Open Prompts
Our commitment to transparency — and its limits
What we publish
The Factiator analytical methodology is documented publicly on the Methodology page. This includes the five scoring dimensions, the epistemic tag system, the verdict scale, the bias detection framework, and the layer separation principle. You can read exactly what the engine evaluates and how evidence is weighted.
This level of transparency is sufficient for scientific scrutiny, journalistic verification, and academic citation. If our methodology is flawed, it can be identified and challenged on the basis of what is published.
What we do not publish
The specific prompt architecture, instruction sequencing, and technical configuration of the Claim Intelligence Engine are not published. This is a deliberate decision, not an omission.
The distinction we draw: what the engine evaluates is public. How it is technically implemented is proprietary.
This is the same distinction drawn by any analytical institution — the evaluation criteria for a credit rating, a peer review process, or a journalistic editorial standard can be described publicly without publishing the internal operational details that make gaming or copying the system trivially easy.

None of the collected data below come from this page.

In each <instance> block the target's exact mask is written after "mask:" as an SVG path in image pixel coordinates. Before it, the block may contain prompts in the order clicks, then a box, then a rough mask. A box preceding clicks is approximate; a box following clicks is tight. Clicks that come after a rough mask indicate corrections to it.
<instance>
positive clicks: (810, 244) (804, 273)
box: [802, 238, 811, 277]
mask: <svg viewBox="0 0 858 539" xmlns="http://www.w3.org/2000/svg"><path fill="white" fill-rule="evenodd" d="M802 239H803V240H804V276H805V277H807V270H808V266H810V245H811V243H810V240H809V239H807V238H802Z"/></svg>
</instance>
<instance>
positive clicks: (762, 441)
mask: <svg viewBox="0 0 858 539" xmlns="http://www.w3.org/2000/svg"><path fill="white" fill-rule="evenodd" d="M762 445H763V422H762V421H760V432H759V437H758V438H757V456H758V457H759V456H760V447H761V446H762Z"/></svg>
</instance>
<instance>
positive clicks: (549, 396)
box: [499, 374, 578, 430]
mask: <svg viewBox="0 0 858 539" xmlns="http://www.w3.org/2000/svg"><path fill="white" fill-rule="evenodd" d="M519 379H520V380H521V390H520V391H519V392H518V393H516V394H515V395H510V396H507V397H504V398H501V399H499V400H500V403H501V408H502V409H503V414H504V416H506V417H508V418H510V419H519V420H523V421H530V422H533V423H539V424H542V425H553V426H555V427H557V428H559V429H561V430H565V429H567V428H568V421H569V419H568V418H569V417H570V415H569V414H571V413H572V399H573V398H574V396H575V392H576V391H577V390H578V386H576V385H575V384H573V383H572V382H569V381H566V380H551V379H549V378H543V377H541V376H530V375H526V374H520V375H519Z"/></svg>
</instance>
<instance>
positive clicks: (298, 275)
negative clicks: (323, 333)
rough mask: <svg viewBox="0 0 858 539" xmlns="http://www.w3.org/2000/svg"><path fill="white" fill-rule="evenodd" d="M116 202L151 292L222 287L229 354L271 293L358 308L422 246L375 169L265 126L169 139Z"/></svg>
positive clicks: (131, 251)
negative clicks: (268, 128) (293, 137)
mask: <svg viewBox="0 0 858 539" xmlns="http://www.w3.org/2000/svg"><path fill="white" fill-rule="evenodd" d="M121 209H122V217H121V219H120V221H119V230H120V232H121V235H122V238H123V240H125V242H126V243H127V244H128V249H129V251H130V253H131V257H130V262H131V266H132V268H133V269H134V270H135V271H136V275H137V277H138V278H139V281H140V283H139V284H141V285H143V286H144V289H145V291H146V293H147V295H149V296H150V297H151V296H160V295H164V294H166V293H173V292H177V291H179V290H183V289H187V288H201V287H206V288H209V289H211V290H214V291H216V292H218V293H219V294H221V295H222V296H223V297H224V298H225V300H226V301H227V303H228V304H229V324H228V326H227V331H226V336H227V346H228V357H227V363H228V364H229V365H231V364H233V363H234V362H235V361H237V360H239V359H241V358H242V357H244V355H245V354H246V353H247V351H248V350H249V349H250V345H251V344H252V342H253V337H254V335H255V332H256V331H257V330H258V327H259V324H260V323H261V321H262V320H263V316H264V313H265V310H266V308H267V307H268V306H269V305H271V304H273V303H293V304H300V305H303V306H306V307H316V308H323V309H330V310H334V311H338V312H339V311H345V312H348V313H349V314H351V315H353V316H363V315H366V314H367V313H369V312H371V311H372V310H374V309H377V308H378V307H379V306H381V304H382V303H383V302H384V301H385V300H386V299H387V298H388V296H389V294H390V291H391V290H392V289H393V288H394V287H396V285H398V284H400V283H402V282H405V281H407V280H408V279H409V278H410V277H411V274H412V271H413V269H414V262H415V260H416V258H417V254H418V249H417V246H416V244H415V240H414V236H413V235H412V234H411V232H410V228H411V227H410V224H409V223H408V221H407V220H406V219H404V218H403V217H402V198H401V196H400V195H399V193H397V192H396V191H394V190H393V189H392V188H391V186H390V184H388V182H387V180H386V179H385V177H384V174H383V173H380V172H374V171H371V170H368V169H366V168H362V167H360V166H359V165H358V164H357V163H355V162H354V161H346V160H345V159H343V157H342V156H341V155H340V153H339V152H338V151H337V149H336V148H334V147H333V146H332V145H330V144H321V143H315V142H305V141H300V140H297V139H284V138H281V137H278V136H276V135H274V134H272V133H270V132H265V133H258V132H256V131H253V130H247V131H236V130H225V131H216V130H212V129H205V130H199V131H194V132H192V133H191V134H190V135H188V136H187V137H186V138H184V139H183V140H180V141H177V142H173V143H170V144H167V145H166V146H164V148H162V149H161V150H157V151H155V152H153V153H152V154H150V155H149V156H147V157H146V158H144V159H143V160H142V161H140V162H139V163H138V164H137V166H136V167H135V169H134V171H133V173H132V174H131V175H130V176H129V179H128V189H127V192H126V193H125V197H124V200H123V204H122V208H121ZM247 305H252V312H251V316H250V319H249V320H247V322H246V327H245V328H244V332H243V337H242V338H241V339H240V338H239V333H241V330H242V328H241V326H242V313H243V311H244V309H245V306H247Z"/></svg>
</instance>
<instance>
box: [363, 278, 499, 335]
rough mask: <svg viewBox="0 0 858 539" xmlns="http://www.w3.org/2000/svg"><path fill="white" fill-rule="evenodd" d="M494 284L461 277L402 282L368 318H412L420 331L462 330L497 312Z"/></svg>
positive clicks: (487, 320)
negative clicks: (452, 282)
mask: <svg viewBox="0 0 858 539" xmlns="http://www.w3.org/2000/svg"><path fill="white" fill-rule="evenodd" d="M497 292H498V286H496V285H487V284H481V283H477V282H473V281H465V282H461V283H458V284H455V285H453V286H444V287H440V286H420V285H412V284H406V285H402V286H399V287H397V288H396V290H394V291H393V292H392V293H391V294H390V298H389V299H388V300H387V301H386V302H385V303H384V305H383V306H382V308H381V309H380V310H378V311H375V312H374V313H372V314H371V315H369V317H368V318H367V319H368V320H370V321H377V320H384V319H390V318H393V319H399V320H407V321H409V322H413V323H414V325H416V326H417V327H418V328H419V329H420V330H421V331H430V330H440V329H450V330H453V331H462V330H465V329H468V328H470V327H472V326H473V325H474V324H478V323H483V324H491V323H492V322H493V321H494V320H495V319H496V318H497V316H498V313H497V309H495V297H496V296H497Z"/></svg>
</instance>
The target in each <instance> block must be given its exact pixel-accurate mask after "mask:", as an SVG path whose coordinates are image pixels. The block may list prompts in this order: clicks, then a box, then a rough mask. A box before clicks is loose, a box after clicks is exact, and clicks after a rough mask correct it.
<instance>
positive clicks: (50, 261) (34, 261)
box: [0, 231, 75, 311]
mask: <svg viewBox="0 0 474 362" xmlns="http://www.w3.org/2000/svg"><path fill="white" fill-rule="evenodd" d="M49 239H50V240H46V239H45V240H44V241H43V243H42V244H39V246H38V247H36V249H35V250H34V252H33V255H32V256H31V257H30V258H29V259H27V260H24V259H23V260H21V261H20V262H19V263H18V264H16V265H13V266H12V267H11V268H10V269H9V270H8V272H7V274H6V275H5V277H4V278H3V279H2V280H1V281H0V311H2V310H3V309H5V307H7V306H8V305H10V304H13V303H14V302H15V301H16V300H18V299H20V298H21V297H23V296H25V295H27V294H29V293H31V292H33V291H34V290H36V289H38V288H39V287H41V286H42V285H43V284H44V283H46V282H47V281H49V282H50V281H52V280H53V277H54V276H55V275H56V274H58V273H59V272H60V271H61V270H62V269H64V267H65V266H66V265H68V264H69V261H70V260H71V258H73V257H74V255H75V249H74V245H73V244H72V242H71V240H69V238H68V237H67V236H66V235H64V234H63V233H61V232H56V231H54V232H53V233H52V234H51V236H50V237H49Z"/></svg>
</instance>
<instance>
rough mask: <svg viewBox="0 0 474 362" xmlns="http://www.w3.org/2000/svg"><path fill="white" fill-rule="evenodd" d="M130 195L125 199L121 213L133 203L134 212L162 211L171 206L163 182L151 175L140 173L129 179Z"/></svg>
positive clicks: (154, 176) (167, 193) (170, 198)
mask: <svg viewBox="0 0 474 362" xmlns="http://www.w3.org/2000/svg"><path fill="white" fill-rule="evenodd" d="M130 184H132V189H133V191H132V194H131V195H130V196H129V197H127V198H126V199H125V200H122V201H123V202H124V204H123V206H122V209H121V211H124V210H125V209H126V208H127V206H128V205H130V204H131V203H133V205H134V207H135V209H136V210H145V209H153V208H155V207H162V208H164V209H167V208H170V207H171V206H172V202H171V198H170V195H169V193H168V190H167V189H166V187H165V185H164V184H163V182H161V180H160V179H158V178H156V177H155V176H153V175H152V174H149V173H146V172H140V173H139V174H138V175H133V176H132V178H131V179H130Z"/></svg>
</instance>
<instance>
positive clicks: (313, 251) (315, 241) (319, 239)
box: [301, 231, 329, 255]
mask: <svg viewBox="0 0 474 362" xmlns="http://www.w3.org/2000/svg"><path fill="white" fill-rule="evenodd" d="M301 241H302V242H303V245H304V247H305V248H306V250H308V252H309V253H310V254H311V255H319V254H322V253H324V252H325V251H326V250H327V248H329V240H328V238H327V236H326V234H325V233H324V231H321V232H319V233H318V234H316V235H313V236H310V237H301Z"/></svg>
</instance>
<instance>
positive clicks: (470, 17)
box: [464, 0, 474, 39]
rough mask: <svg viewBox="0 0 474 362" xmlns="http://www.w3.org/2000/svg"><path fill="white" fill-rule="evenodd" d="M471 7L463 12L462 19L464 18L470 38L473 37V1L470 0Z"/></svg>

Why not fully open-source?
Full prompt publication would allow exact replication of the engine without the surrounding quality controls, version discipline, and calibration testing that we apply before each release. A copied prompt without these controls would produce unreliable outputs under the Factiator name — which would harm both users and the credibility of the methodology itself.
We are a small independent operation. The prompt system represents significant intellectual work and is our primary competitive asset. Revenue from the product funds continued development of the methodology. Open-sourcing the implementation would undermine this without meaningfully increasing transparency beyond what the public methodology documentation already provides.
Our commitment
We commit to keeping the methodology documentation current with each engine version. When the engine changes, the methodology page is updated to reflect what changed and why. The changelog documents every version.
If you believe the published methodology is inconsistent with the outputs you observe — that the engine is not applying the standards it claims — we want to know. Use the contact page. That kind of scrutiny is exactly what the product is designed to withstand.